Ci sono, nel cinema italiano del dopoguerra, registi di vaglia completamente dimenticati o rimossi, anche se al loro tempo hanno riscosso un buon riscontro di critica e di pubblico, e i loro film si elevavano, e non poco, sopra la media. Uno di questi casi è costituito dal grossetano Giuseppe Bennati (1921-2006), che meriterebbe una sua piccola retrospettiva.
Quattro film, tutti su suo soggetto e/o sceneggiatura, in meno di un decennio.
Si comincia con Musoduro (1953), che intanto è il primo film italiano a colori girato quasi per intero in esterni e, presentato come “il primo western del cinema italiano”, racconta del conflitto, in una Maremma splendidamente raffigurata (come lo è Marina Vlady), tra un cacciatore di frodo e un guardacaccia.

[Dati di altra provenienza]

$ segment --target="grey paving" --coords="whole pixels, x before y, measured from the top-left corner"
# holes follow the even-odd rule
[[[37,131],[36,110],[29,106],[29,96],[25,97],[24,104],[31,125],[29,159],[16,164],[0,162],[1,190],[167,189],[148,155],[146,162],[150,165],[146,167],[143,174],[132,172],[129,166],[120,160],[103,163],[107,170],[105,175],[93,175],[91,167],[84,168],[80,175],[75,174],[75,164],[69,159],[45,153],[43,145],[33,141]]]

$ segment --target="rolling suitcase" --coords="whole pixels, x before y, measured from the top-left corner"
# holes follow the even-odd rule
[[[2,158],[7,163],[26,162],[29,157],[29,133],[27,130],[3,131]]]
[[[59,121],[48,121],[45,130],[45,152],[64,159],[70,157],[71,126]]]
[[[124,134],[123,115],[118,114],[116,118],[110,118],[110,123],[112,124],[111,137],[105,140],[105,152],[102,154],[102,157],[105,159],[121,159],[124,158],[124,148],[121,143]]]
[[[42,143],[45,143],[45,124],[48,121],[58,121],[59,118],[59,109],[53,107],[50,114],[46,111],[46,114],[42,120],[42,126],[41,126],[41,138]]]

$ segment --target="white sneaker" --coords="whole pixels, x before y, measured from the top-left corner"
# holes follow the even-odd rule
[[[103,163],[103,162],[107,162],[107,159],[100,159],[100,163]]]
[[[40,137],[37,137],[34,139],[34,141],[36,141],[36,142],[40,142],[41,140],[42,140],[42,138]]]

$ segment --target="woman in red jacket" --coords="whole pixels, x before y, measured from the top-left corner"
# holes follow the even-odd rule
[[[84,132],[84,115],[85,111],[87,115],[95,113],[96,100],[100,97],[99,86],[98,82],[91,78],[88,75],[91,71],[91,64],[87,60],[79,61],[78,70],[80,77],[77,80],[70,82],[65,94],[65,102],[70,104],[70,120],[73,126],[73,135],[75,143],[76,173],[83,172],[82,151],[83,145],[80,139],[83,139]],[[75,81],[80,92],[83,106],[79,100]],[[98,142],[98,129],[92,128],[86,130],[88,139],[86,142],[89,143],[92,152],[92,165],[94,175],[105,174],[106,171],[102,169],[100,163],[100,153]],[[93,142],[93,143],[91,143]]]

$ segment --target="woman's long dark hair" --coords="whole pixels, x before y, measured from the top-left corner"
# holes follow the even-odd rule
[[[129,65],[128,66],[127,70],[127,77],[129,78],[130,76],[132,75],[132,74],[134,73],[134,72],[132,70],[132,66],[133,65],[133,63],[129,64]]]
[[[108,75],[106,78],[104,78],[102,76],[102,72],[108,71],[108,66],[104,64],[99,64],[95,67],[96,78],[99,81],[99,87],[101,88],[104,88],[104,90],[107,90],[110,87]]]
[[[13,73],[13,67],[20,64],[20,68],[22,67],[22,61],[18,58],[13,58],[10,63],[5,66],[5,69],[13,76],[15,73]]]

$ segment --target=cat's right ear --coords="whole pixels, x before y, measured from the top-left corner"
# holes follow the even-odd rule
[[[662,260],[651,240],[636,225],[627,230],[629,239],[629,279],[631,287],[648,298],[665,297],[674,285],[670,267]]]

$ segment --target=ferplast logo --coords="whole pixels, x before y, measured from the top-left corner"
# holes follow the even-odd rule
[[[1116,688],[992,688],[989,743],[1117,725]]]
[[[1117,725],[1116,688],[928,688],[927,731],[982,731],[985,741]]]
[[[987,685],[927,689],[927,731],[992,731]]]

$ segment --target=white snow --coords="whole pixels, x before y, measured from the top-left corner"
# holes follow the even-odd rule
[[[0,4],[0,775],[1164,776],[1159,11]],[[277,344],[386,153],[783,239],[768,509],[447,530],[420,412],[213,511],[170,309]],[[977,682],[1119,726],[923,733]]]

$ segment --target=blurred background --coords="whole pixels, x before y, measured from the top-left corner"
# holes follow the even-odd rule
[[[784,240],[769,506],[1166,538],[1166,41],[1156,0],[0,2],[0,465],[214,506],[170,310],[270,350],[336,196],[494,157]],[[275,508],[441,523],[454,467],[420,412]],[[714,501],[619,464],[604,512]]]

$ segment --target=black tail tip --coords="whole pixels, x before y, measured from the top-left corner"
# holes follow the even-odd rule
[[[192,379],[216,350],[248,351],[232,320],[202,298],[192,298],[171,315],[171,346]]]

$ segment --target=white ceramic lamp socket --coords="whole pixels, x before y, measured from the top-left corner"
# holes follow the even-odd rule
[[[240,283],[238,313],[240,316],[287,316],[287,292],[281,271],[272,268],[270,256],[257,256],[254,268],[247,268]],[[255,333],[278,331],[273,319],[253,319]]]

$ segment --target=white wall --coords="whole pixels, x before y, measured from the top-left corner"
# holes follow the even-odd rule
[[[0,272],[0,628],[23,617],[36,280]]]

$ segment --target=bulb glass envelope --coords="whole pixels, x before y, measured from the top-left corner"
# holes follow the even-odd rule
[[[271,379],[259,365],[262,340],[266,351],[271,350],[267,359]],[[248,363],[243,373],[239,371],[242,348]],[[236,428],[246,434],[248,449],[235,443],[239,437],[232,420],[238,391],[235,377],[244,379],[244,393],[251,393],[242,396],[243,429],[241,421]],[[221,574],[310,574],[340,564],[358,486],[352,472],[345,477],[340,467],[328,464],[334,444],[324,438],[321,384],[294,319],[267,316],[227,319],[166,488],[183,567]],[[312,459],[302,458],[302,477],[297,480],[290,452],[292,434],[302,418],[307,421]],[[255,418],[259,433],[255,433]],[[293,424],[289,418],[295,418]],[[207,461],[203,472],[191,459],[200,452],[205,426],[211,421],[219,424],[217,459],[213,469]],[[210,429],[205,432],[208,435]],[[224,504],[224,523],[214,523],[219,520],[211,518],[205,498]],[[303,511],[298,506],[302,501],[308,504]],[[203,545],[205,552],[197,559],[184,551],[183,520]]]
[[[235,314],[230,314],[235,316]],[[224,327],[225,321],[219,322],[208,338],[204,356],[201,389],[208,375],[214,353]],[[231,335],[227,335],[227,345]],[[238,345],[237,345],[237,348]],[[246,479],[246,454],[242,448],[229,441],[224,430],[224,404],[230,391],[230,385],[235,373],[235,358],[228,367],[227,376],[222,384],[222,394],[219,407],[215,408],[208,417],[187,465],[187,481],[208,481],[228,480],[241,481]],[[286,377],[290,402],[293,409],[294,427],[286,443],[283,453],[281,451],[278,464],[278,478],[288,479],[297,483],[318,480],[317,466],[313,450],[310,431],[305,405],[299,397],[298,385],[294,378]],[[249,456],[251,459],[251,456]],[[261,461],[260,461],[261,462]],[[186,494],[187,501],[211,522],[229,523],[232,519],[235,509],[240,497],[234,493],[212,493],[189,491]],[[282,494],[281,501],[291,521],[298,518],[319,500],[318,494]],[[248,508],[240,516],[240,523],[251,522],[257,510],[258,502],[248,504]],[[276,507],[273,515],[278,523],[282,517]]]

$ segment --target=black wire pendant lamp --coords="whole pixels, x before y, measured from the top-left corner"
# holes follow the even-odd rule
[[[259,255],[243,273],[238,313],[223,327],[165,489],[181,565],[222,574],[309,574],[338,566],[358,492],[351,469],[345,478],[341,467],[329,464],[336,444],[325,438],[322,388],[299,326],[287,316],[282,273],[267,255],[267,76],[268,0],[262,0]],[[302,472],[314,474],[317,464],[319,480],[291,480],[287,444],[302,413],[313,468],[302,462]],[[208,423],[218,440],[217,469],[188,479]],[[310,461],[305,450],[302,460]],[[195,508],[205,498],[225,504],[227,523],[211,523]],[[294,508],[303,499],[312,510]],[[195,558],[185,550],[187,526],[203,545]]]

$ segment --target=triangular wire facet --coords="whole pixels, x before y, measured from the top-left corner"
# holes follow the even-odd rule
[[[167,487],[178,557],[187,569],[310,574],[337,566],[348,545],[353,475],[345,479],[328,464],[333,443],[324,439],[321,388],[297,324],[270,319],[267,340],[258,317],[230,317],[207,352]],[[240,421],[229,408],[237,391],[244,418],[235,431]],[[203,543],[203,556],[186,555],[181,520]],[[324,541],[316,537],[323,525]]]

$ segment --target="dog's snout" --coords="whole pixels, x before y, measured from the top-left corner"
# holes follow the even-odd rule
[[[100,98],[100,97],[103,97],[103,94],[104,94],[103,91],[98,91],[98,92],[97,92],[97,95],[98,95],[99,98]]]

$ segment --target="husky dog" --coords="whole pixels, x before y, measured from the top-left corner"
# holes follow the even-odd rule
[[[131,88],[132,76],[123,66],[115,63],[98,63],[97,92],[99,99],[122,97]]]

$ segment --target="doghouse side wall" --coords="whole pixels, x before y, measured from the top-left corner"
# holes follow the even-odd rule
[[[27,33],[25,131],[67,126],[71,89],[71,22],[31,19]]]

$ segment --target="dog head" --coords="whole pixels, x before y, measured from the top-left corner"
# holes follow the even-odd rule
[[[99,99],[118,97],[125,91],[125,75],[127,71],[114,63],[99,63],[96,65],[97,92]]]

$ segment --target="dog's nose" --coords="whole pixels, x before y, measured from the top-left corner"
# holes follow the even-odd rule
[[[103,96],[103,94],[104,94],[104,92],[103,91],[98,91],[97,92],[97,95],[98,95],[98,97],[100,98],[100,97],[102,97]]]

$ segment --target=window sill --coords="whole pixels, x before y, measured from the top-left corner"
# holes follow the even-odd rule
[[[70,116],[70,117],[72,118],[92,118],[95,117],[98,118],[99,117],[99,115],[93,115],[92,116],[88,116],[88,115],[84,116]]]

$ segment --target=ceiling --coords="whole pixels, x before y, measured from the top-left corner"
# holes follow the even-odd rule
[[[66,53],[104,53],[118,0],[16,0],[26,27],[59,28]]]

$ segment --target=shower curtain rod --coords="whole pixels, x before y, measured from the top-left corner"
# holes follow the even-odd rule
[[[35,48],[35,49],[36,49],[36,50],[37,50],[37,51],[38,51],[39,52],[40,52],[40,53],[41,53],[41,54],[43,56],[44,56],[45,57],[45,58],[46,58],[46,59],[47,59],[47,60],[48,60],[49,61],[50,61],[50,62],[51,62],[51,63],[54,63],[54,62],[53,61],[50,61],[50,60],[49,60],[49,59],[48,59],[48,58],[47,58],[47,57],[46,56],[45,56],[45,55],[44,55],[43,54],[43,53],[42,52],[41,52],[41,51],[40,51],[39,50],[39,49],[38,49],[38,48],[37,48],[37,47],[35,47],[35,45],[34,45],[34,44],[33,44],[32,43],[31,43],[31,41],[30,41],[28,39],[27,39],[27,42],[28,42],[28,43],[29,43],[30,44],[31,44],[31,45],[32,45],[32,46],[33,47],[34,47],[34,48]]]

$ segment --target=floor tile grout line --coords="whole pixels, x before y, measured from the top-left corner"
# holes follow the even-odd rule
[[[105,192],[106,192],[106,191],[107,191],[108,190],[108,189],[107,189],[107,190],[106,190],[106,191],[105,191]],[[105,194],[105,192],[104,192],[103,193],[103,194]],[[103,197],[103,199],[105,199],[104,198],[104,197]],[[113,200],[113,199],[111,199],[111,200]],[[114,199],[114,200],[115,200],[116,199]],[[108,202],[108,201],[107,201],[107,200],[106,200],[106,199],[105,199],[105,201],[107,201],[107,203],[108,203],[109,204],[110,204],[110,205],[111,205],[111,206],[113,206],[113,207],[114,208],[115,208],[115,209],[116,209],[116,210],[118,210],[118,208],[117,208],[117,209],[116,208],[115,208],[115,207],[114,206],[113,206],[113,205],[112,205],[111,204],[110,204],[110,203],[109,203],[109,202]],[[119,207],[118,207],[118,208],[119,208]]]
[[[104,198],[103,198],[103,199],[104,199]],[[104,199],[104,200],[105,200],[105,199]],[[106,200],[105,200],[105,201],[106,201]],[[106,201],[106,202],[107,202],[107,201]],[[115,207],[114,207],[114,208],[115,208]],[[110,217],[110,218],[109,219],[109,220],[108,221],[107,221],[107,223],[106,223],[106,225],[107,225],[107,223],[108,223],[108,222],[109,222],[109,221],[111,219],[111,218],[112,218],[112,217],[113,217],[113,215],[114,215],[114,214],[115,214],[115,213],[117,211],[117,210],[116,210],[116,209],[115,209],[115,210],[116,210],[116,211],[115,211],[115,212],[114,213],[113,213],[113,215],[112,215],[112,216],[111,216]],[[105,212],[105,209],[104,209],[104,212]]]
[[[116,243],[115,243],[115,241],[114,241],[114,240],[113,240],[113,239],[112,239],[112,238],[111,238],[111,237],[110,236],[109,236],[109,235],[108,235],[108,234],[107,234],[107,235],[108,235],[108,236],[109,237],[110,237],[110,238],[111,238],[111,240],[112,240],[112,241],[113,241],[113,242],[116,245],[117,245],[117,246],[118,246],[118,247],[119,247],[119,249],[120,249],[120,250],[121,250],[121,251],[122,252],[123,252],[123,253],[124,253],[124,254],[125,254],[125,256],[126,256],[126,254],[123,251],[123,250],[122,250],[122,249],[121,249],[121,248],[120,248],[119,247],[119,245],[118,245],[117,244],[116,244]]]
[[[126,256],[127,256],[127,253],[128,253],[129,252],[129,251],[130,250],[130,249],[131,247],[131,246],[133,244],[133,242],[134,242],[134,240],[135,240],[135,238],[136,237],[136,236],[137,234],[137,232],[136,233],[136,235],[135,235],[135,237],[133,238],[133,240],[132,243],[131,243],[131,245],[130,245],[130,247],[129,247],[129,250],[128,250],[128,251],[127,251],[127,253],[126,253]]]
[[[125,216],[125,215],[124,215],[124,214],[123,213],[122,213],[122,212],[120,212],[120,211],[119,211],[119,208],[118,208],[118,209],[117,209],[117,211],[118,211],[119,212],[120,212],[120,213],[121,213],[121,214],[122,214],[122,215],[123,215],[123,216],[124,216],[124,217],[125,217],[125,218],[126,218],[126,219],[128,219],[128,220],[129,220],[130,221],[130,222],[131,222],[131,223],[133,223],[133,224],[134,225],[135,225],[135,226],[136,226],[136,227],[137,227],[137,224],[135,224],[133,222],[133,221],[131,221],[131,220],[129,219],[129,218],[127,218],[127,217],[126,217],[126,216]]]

Si prosegue con La mina (1957), contemporaneo, e anche più credibile, del meglio celebrato La grande strada azzurra di Pontecorvo, sull'ambiente, questa volta, dei pescatori di frodo.
Segue Labbra rosse (1960), contemporaneo, e anche più intrigante, del chiacchierato Dolci inganni di Lattuada, sui rapporti sessuali tra ninfette e persone mature (per non dire che precede di due anni la Lolita di Kubrick).
Conclude Congo vivo (1961), lucida analisi dei problemi africani dopo la decolonizzazione e, come il precedente, anticipatore di molti temi del cinema critico sulla società di quegli anni.
Un precursore subito rimosso e poi lasciato a margine? Ma, ciliegina sulla torta, gli si deve anche l'indimenticabile Marcovaldo (1970), la serie tv interpretata da Nanni Loy e ispirata ai racconti di Calvino. Un piccolo grande autore.